Blog Post 4: Learning Outcomes, Workshop 3 & 4

Learning Outcomes and Assessment Objectives

We started off by discussing a series of Aphorisms:

1)Education is not preparation for life; education is life itself (John Dewey)

2)School is the advertising agency which makes you believe that you need the society as it is (Ivan Dominic Illich)

3)The classroom remains the most radical space of possibility in the academy. Education does not change the world (bell hooks)

4) Education changes people. People change the world (Paulo Friere)

5) The learning process is something you can incite, literally incite, like a riot (Auder Lorde)

These quotes quickly made the table discuss which quotes/statements we disliked and liked. It was fun how quickly this became an ideological discussion on what kind of teachers we want to be and what kind of learners we want to shape.

In many ways our discussions where shaped around the courses we teach and the industries for which we are preparing students to go into. For example Design or Architecture tutors are preparing students for a competitive industry where students are vying for careers within these industries with actual jobs. Whereas on a Fine Art course, tutors are preparing students to go on and become artists…these are very different things and require different styles of teaching and learning.
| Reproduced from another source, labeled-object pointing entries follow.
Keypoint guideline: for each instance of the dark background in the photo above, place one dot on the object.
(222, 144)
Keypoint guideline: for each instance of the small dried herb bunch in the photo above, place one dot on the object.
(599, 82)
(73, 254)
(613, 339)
With this in mind, Learning Outcomes and Assessment Criteria have a different level of importance for differing courses. I am unsure how I feel about them. I do not think that I am interested in teaching to LO’s and AC’s but I do believe that grading serves as an incentive for students to work hard, and I believe that students that engage with the course and their work should be rewarded. At the same time, I would want my students to hit these grading matrixes as a consequence of engaging with their work and their inner worlds.

When looking at the grading matrixes, one of the things that stood out for me was that engagement was not a marked criteria on the course. This led to an interesting discussion around how education should not hold back students that are not able to commit to being physically in class. I do however think that engagement in Painting or any other Fine Art course can be perceived through the engagement a student has with the material/s that they are using. When painting, how paint is handle can sign post to the reader, the maker awareness of certain movements and tropes. Perhaps there could be an additional marking grid for material and contextual engagement?

There was also an interesting discussion around how grading could be stemming students experimentation and creativit.

During the work shop, we also discussed how the grading systems does not take into account where a student has started from – we do not mark how much a student has journeyed in their learning, only where the land amongst everyone. It feels as though this does not sit within my ideological framework as a teacher.

This brought into my mind what my teaching goals and ideology are:

To create life long learners

To help students find their own personal language

I would like a new marking/grading system to consider:

The engagement a student has with their own practice

To take into account the journey that a student has been on to arrive where they are.